How does an exercise “expire”?

An “upgrade” to your home program means that your physical therapist will increase the degree of difficulty to stimulate your strength or flexibility.

“If you’re doing strengthening exercises regularly, eventually they’ll get easy,” Dr. Donovan says. “That indicates they’ve stopped making you stronger; they no longer are providing the desired strengthening effect. It’s as if that exercise has run its course and is now ‘out-of-date.’ The exercise is effective if you need a break after performing 8-12 repetitions. If you can do it 20 times, you’re working at an endurance dosage, not a strengthening dosage.”

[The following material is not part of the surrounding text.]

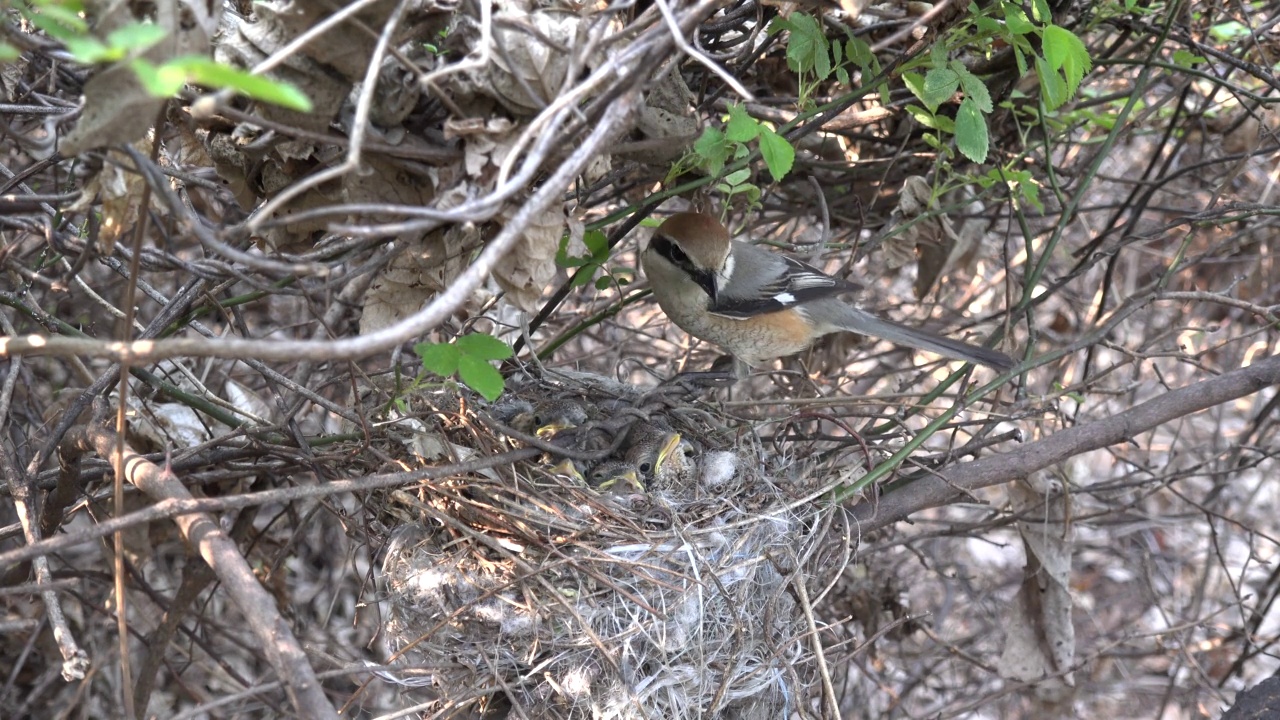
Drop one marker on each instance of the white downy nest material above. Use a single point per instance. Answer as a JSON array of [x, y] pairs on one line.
[[571, 604]]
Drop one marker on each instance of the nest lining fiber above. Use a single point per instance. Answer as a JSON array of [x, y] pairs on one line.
[[530, 588]]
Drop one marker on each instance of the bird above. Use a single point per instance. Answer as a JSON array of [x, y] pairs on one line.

For example, if you can easily do 20 reps of a bicep curl with 8-pound weights, your physical therapist may have you perform two sets of 8 reps with 10- or 12-pound weights.

“Finding the right dosage for an exercise is like prescription medication,” Dr. Donovan adds. “It may take some tinkering with.”

Proper form

Even patients with the best intentions of continuing their regimen at home can undermine their efforts by performing the exercise improperly. If you’re reproducing instead of reducing your symptoms, you’re doing the exercise wrong!

“I see this time and again,” Dr. Donovan says. “Patients do it right when they’re in my clinic, but they tell me it hurts their back when they do it at home. That’s an indication they’re doing it incorrectly.”

To avoid that, your physical therapist may give you a cue to remember when you correctly replicate the exercise on your own. The cue could be a location-specific stretch or the exertion at a certain spot on your body. If you feel the exertion somewhere else, you’re probably performing the movement incorrectly.

Dr. Donovan triples his efforts to combat this problem:

  1. He presents patients with written instructions.
  2. He has patients use their phone to take a video of the exercise being performed correctly.
  3. He refers patients to the Heather Lane YouTube channel, where some of the exercises are demonstrated.

Finding time

Everyone is busy! The trick is to create a habit of doing the exercises. It can be waking up 15 minutes earlier to do them first thing in the morning, taking a mid-afternoon break from work, doing them before you go to bed or scheduling in “exercise snacks” multiple times a day—whatever works best for you.

Although your physical therapist may modify the exercises so that you won’t have to purchase equipment, you may find it helpful to buy some light weights or other equipment you used during your therapy.

“If a patient has had a good result at the clinic from using a foam roller and wants to buy one to prevent another injury, that can be a good idea,” Dr. Donovan says.